I wasn't going along blindly, though. Every morning, I made Wescott prove to me that my mom was fine. After the first few days, he set up a surveillance camera that faced into the kitchen window, so I could see her for myself. Of course, I knew he wasn't above lying and telling me she was fine while using old footage and slapping today's date on it, so I demanded more sometimes. It was amusing watching him come up with plausible excuses to have someone knock on the door.

But it broke my heart to see my mom the way she was. I was really all she had left. My dad died a few years ago and even though she had other family, she wasn't very close to any of them. Now, whenever I saw her, she seemed so lonely and broken. She didn't exactly mope around or go catatonic or anything. She just seemed so sad. Her eyes had a sort of hollow look and whenever I heard her speak, she sounded exhausted. Usually I couldn't bear to watch her for more than a few minutes, just to ensure that Wescott hadn't done anything to her.

After I was satisfied that she was safe, Wescott would proceed to threaten me by telling me I better cooperate completely, before telling me the unpleasant and/or inane tests he had in store for me that day. He also assured me that he had a pretty good idea of what my results should look like and if they weren't at least in the ballpark, he'd assume I wasn't cooperating.

It became part of my daily routine. I'd demand to see my mom and he'd threaten me.

The testing hadn't actually been too bad. The first week, I'd been running laps and doing other types of exercises, testing my speed and endurance. Then it had been puzzles and things, testing my logic and sequencing skills. Now, I was onto some hands-on tests, taking things apart and putting them back together.

Thankfully, that was over for the day. It wasn't difficult, just boring. I'd much rather be doing the mind puzzles than the mechanical stuff.

At the moment, I was sitting outside in the courtyard during my free hours, which was really a joke. None of my time was free. I couldn't even opt to stay inside for my supposed free time. I was forced to at least sit outside to get sun.

It was pretty cruel, I thought - being so close to the highway, yet not being allowed to go near it. There wasn't even a fence to hold me here. Just three or four guards, hovering around me and surveillance cameras trained on me.

Most days, I'd just sit and stare at the road, fantasizing about my escape. But of course, it was completely impossible with so many people watching me.

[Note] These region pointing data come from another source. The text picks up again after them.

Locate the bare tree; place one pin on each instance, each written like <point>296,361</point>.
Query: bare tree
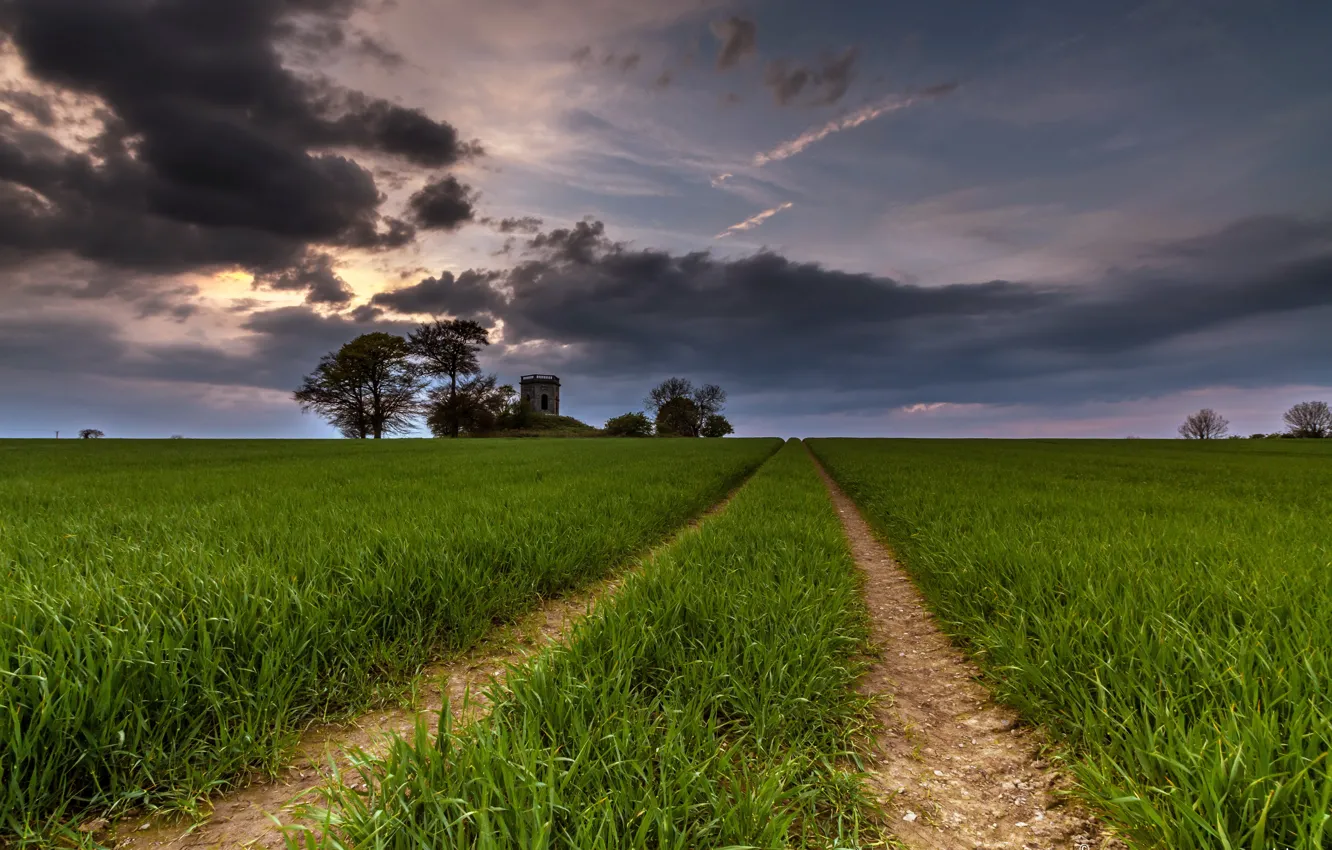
<point>1310,419</point>
<point>368,388</point>
<point>448,349</point>
<point>1206,424</point>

Now that I'd sort of become resigned to staying here, at least until some miraculous circumstance arose, I started noticing that many of the guards looked familiar. I realized that I'd been seeing them all my life. Not that I ever met any of them, they'd just been hanging around in the background of wherever it was. Some of them I could place, others I couldn't.

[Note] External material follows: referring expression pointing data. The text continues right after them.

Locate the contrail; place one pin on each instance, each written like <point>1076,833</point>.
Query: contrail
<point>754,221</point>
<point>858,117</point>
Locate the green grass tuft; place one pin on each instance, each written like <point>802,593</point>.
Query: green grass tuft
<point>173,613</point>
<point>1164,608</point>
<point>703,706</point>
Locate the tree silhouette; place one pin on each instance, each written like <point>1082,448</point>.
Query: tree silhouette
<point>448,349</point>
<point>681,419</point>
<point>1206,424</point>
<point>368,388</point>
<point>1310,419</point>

The tall blond guy had been one of my coworkers at my summer job at the super market, during college. The petite red-headed girl had been a camp counselor when I was about twelve. Another man had been the guy I always assumed was homeless, who I saw when I would walk to and from my car at one of my jobs a few years ago.

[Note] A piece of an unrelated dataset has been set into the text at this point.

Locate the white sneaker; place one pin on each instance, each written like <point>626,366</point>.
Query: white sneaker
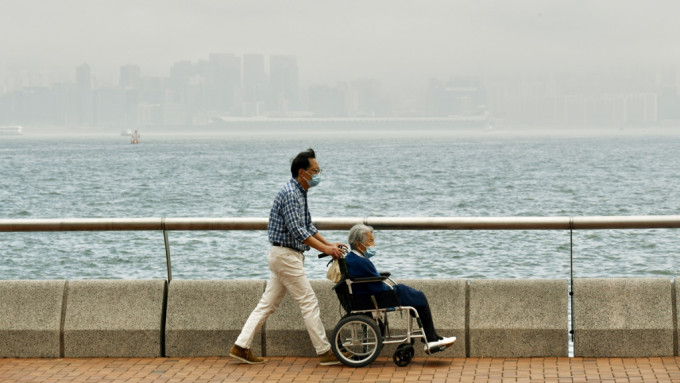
<point>439,345</point>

It was crazy how many people I recognized. I really had been watched my whole life. It was so creepy.

"Where do I know you from?" I asked the guard who stood a few feet to my left. He looked to be about my age. He had black wavy hair, brown eyes, and was fairly short for a guy. Unlike a lot of the guards around here, I noticed that he seemed to be relatively human. He never made rude comments or looked at me like I was beneath him. If I wasn't mistaken, he actually looked like he felt a little sorry for me. Not that pity was something I necessarily wanted, but decent human contact wasn't easy to come by here.